Plus de 15 000 personnes en Arizona se sont inscrites pour rejoindre un nouveau parti politique proposant un éventuel « ticket d’unité » bipartisan contre Joe Biden et Donald Trump.

Même si ce chiffre est inférieur à la population de chacune des 40 plus grandes villes de l’État, il s’agit néanmoins d’un nombre suffisant pour faire basculer l’élection présidentielle dans un État charnière. Et cela inquiète ceux qui tentent d’empêcher Trump de remporter à nouveau la Maison Blanche.

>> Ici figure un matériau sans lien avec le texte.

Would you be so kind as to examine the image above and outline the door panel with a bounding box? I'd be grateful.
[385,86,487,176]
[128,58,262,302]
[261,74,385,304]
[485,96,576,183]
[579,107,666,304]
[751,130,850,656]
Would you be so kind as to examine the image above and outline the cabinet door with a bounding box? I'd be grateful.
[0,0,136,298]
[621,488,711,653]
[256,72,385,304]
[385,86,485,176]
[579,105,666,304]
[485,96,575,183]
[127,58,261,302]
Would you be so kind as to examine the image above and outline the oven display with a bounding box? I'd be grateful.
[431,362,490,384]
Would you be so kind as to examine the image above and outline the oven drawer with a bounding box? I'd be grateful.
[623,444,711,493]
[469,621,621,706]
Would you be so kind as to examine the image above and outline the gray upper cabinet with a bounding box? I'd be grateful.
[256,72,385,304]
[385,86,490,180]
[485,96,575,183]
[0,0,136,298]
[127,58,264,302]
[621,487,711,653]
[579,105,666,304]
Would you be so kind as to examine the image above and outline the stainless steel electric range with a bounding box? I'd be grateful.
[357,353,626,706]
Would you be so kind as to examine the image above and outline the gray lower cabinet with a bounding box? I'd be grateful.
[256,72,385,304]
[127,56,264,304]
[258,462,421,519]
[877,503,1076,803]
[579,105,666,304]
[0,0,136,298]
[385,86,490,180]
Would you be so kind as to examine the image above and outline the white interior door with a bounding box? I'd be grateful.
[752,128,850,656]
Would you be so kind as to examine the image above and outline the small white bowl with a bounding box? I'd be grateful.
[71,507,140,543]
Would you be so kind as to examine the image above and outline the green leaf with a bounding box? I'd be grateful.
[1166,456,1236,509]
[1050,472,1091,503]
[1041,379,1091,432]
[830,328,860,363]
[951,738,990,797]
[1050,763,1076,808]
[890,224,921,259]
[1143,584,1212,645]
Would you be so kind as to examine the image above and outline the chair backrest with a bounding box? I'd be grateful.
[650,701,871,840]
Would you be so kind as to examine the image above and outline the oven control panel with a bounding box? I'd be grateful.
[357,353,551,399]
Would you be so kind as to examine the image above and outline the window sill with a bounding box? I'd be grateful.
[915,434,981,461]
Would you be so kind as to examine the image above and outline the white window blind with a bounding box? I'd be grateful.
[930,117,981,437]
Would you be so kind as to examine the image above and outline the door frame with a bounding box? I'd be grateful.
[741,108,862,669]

La poussée de No Labels dans un Arizona très divisé alimente l’anxiété des démocrates face à un spoiler de Biden

L’existence même du groupe No Labels attise l’inquiétude des démocrates quant aux chances de Trump face à un président sortant confronté à des questions sur son âge et son bilan. Même s’il ne s’est pas engagé à présenter des candidats à la présidence et à la vice-présidence, No Labels a déjà obtenu l’accès aux bulletins de vote en Arizona et dans 10 autres États. Ses organisateurs affirment qu’ils sont en passe d’atteindre 20 États d’ici la fin de cette année et la totalité des 50 États d’ici le jour du scrutin.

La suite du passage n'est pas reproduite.